A merchant cash advance (MCA) is an alternative to a business loan. A lender provides a lump sum of money in exchange for a percentage of your future sales. You repay the advance plus a fee over time, typically through daily or weekly withdrawals from your merchant account. While MCAs can seem like a quick and easy way to access funds, they often have significant drawbacks that can negatively impact your business long-term.
Why are merchant cash advances risky?
While MCAs can be a convenient solution, they can also be quite costly. Here's why:
- High fees: While MCAs can be a convenient solution, they often come with significant costs. Unregulated, MCAs frequently involve high fees that can dramatically increase the overall cost of the loan. Annual Percentage Rates (APRs) can range from 60% to 200%.

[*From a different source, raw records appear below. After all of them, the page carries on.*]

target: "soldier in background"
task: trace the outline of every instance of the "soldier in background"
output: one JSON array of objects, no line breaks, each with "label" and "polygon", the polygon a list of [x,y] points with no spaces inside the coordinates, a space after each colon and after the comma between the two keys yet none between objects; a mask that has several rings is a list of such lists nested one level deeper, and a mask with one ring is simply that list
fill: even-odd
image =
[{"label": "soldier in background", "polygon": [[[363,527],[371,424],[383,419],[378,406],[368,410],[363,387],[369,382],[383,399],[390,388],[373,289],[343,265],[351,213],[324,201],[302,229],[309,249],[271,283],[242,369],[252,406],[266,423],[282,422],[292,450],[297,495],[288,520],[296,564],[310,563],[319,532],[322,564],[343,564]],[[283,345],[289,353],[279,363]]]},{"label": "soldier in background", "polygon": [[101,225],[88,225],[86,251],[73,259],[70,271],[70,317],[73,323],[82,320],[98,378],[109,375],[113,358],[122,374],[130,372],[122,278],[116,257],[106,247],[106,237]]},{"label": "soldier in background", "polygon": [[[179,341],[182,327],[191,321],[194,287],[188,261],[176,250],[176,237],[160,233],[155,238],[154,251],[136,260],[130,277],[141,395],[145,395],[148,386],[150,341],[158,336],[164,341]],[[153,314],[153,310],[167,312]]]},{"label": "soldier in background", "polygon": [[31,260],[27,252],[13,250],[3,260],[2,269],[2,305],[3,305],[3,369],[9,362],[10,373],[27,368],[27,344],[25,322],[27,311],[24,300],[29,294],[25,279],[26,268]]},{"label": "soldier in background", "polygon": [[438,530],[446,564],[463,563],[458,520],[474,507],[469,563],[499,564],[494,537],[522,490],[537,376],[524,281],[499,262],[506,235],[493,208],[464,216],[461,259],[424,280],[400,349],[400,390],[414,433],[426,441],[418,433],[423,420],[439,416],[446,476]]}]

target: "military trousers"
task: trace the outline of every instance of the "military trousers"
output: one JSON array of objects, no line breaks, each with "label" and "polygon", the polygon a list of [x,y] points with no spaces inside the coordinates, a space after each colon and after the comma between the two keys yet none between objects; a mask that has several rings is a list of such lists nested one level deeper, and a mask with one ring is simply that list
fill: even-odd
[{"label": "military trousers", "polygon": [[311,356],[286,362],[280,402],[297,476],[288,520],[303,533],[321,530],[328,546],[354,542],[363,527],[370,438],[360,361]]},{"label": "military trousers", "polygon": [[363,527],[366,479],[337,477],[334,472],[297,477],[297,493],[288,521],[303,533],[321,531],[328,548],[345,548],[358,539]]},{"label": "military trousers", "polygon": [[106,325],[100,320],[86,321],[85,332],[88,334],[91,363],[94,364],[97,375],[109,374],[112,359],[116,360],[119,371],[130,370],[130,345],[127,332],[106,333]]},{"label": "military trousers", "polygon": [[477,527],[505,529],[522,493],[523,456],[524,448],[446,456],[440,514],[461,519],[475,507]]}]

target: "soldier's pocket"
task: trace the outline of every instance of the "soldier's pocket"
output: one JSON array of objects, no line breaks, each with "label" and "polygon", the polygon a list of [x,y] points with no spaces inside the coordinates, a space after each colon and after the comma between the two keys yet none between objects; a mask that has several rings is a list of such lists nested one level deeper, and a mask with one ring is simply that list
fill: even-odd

- Rapid repayment: Repayment schedules are often daily or weekly, making it difficult to manage cash flow. This aggressive repayment can strain your business's financial health. Most lenders require full repayment within six to eight months.
- Potential for negative impact on business: If your business experiences a downturn, the intense repayment schedule can become a significant burden, potentially harming your bottom line.
- No credit building: Because MCAs aren't technically business loans, your payments aren't reported to credit bureaus. Thus, you won't build business credit. Despite your efforts to make timely payments, your credit rating won't improve.
- No prepayment option: Because MCA payments are automated and calculated upfront, making extra payments won't shorten the loan term or lower the total cost.
While merchant cash advances can provide quick access to funds, they often come with high fees and interest rates. It's essential to consider alternative financing options, such as bank loans which may offer more favorable repayment terms.
What are some alternatives to merchant cash advances?
- Live Oak Express loans: These term loans are designed to provide small businesses with rapid access to capital. These loans, which range from $10,000 to $500,000, can be used for various purposes, such as: working capital, equipment purchases, debt refinancing, hiring new staff and more.
- SBA 7(a) loans: The SBA 7(a) loan is a popular choice for small businesses due to its flexibility and government backing. It can be used for various purposes, including: business acquisitions, partner buyouts, real estate purchases, refinancing existing debt. With up to 90% financing from the bank, flexible terms and loan amounts up to $5 million, SBA 7(a) is worth considering.